自分できる? ウォシュレット交換方法・機能や選び方などご紹介

最近では、ウォシュレット付きのトイレが一般化してきました。便利で快適なウォシュレットですが、寿命が近づいてきたり調子が悪くなってきたりして、そろそろ交換時期かも? と思うかたもいらっしゃるでしょう。
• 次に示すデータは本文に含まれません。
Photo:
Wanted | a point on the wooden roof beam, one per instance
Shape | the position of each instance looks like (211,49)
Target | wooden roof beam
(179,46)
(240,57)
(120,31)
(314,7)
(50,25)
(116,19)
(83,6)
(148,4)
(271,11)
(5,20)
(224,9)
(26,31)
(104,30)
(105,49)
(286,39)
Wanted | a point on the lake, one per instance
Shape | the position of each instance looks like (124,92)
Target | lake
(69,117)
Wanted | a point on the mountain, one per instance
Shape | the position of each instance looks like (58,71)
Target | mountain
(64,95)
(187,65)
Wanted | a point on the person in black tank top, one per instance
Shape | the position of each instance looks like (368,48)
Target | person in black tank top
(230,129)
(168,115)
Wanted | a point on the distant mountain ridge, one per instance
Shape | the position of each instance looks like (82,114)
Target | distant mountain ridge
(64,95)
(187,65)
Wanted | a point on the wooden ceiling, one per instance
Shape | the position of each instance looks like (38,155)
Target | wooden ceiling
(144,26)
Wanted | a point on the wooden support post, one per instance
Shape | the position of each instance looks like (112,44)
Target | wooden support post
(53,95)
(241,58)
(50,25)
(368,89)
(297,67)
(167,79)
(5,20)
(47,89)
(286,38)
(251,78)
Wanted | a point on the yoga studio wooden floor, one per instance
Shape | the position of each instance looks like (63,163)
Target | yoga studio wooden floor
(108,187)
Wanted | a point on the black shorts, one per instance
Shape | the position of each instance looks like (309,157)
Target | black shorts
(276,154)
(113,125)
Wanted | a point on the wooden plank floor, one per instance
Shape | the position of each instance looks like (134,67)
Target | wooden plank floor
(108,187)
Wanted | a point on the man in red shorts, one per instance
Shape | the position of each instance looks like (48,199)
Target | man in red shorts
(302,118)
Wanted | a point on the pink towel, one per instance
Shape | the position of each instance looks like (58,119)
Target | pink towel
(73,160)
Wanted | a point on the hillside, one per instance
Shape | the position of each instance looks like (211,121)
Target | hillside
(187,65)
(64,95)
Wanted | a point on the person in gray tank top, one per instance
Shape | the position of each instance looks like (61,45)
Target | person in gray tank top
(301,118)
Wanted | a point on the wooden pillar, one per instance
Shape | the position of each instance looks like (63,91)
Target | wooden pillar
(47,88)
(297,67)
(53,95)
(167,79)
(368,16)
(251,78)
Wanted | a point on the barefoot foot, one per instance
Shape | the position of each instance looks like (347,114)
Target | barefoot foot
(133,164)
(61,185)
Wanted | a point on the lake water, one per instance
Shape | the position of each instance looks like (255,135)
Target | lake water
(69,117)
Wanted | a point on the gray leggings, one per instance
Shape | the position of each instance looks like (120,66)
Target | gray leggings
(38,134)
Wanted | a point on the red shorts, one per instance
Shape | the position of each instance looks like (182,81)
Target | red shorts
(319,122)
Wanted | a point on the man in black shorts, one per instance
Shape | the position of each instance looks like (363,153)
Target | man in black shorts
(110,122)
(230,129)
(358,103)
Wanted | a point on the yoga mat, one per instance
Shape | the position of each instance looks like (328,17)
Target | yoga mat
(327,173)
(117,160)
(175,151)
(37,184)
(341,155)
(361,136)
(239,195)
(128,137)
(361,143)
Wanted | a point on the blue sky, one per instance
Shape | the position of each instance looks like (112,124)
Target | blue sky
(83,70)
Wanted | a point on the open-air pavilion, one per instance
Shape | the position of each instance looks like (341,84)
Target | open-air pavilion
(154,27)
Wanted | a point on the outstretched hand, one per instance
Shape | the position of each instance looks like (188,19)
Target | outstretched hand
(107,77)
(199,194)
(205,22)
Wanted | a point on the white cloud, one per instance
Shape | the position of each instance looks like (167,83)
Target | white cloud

そこで今回は、ウォシュレットの交換手順や選び方などをご紹介します。

  1. ウォシュレットの交換は自分でできる?
  2. ウォシュレットの交換を業者に依頼する
  3. ウォッシュレットの選び方
  4. ウォシュレット交換についてよくある質問
  5. まとめ

ウォシュレットを自分で交換しようと思っている方、交換方法などを知りたい方は、ぜひ最後までこの記事を読んでみてください。
※この記事では、温水洗浄便座を「ウォシュレット」と呼称することとします。

1.ウォシュレットの交換は自分でできる?

まずは、ウォシュレットを自分で交換する方法についてまとめました。

1-1.自分で交換できるウォシュレットとは?

ウォシュレットのタイプによって、交換可能なものと交換不可なものがあります。

基本的に交換可能なタイプ

  • 組み合わせ便器(便器とタンクがセットになっている、最も一般的な家庭用トイレ)
  • フラッシュバルブ型便器(店舗やテナントなどで使用される、タンクのないトイレ)
  • 隅付きタンク式便器(壁の角にタンクが設置されているもの)

交換不可のタイプ

  • 一体型トイレ
  • タンクレストイレ
  • システムトイレ

現在のトイレがどのタイプかは、取り扱い説明書などで確認することができます。

1-2.ウォシュレットの交換で用意するもの

ウォシュレットの交換を自分でする際は、以下の工具が必要です。

  • プラスドライバー
  • マイナスドライバー
  • スパナ
  • 便座締め付け工具
  • モンキーレンチ・ウォータープライヤー

1-3.自分でウォシュレットを交換する方法・手順

ウォシュレット交換を自分で行う方法や流れをご紹介します。詳しい方法やパーツの有無については、取り扱い説明書をよく読んでください。

1-3-1.水を止める

トイレタンク横もしくは水道メーター近辺にある止水栓をしめます。ハンドルを手で回すか、マイナスドライバーで内ネジをしめてください。トイレを流し、水が止まったか確認します。

1-3-2.給水管を取り外す

タンクに接続されている給水管を取り外します。給水管をしっかり抑えながらスパナでナットを緩めてください。水がこぼれるので、床に雑巾などを敷きましょう。

1-3-3.分岐器具を取り付ける

止水栓―パッキン―分岐器具の順でスパナを使って取り付けます。パッキンは、購入したウォシュレットについているものを使用してください。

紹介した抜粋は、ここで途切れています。